The writer-director’s frequent forays away from his beloved New York to European soil have been decidedly hit-and-miss affairs and Magic in the Moonlight disappoints more than it delights.
Allen affectionately evokes the era from the opening croon of the Cole Porter classic You Do Something To Me performed by Leo Reisman & His Orchestra, and the writer-director loads the soundtrack with upbeat jazzy tunes that telegraph the characters’ emotions like You Call It Madness (But I Call It Love) by Smith Ballew and His Piping Rock Orchestra to underscore a blossoming central romance.
Regrettably, sparkling one-liners are in short supply on the Cote d’Azur and the on-screen chemistry between Colin Firth and Emma Stone is lukewarm, never threatening to set our pulse racing like her smouldering pairings with Ryan Gosling in Crazy, Stupid, Love or real-life beau Andrew Garfield in The Amazing Spider-Man.
The film opens in 1928 Berlin, where magician Stanley Crawford (Firth) delights a sell-out audience in his guise as Chinese conjuror Wei Ling Soo.
Backstage, he berates his crew for their incompetence and lives up to the description of his best and perhaps only friend Howard Burkan (Simon McBurney) as “a genius with all the charm of a typhus epidemic”.
Howard entreats Stanley to accompany him to the Riviera to debunk a psychic medium called Sophie Baker (Emma Stone), who has promised to help wealthy widow Grace Catledge (Jacki Weaver) make contact with her late husband.
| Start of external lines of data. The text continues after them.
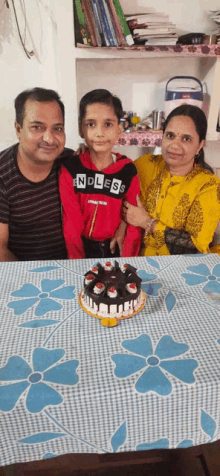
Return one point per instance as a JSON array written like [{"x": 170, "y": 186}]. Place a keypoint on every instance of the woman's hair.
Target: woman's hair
[
  {"x": 200, "y": 121},
  {"x": 102, "y": 96}
]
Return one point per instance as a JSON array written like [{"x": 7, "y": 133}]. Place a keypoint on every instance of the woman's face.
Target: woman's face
[{"x": 180, "y": 144}]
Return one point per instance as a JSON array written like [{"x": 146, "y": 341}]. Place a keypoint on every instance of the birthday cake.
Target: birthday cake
[{"x": 112, "y": 293}]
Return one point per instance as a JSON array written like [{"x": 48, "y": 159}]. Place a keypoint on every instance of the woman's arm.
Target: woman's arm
[{"x": 132, "y": 240}]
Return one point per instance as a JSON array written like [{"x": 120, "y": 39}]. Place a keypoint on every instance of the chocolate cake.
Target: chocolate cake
[{"x": 112, "y": 293}]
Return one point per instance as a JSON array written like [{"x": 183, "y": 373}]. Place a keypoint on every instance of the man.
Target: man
[{"x": 30, "y": 209}]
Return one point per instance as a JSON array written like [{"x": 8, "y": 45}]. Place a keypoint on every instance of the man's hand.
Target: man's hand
[
  {"x": 5, "y": 254},
  {"x": 118, "y": 237},
  {"x": 136, "y": 216}
]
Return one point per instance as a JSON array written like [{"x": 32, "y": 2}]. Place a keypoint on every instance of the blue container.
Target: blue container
[{"x": 183, "y": 94}]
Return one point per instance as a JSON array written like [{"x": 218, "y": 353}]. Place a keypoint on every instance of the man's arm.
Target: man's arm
[{"x": 5, "y": 254}]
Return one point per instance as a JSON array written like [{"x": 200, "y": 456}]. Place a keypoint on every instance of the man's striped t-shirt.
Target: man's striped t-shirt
[{"x": 32, "y": 210}]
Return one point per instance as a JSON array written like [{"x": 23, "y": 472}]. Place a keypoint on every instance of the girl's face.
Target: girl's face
[
  {"x": 180, "y": 144},
  {"x": 100, "y": 127}
]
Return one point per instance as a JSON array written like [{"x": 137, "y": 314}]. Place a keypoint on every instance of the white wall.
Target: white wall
[
  {"x": 51, "y": 26},
  {"x": 17, "y": 71}
]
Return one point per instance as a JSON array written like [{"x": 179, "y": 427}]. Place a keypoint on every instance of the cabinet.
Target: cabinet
[{"x": 138, "y": 75}]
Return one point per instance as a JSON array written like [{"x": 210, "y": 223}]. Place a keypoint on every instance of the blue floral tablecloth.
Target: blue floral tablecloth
[{"x": 68, "y": 385}]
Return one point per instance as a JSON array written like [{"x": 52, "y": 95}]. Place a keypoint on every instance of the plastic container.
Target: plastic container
[{"x": 184, "y": 93}]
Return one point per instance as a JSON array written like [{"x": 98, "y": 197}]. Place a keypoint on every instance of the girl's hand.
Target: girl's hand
[
  {"x": 136, "y": 216},
  {"x": 81, "y": 149},
  {"x": 118, "y": 237}
]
In return, Grace has pledged to fund an expensive institute fronted by Sophie’s mother (Marcia Gay Harden).
Swatting aside warnings about Sophie’s beauty – “A pretty face never hurt a cheap swindler,” retorts Stanley dryly – the magician bids fond farewell to his fiancée (Catherine McCormack) and heads for the Catledge villa posing as businessman Stanley Taplinger.
In no time at all, Stanley is almost as smitten with Sophie as Grace’s lovesick son Brice (Hamish Linklater) and the celebrated magician struggles to find a rational explanation for her boggling feats of mind-reading and clairvoyance.
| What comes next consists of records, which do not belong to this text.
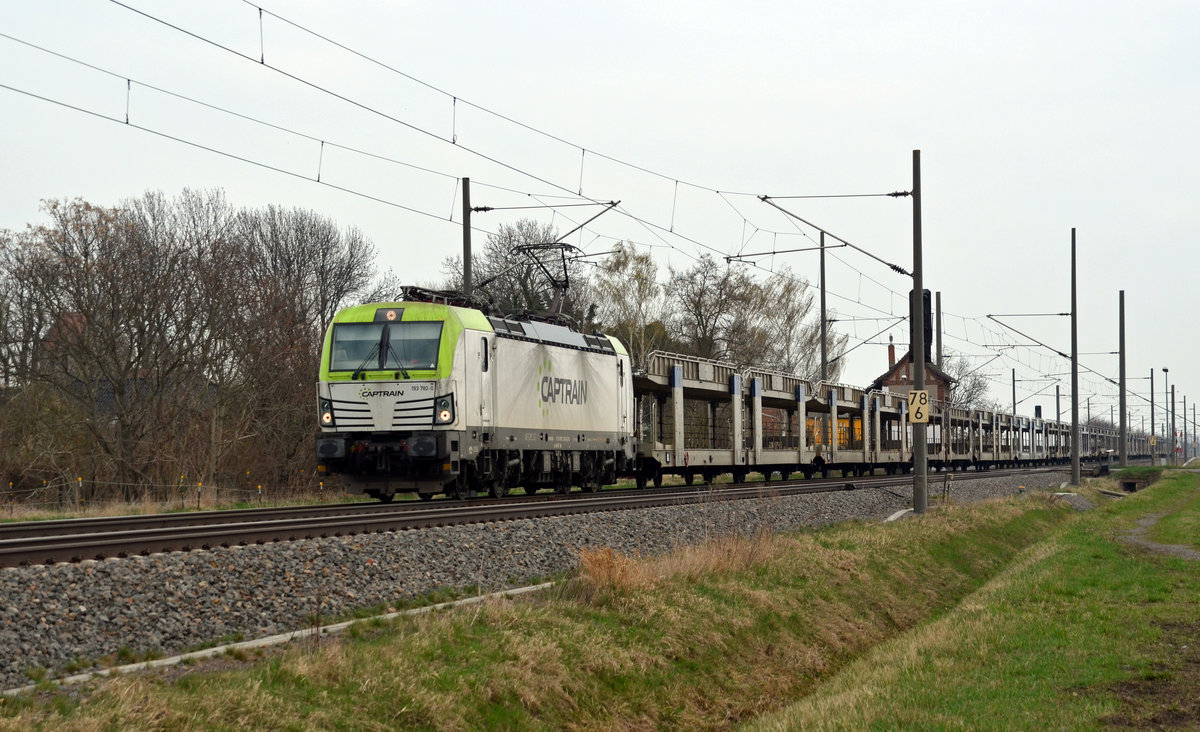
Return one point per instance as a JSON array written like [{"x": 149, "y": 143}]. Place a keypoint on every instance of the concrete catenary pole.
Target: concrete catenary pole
[
  {"x": 1153, "y": 449},
  {"x": 825, "y": 322},
  {"x": 1074, "y": 369},
  {"x": 937, "y": 301},
  {"x": 466, "y": 238},
  {"x": 1173, "y": 425},
  {"x": 1123, "y": 432},
  {"x": 917, "y": 312}
]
Magic in the Moonlight is a valentine to Allen’s lifelong fascination with tricks and illusions, and he engineers one moment of misdirection to quickly untangle the knotty central plot.
An even bigger trick would be convincing us that Firth and Stone make a perfect match but it’s doubtful Houdini could have pulled off that gross deception.
Supporting cast, who have a canny knack of scoring Oscar nominations in Allen’s work, are subdued, even Eileen Atkins in the plum role of Firth’s straight-talking aunt, who can sniff romance on her nephew like cheap cologne.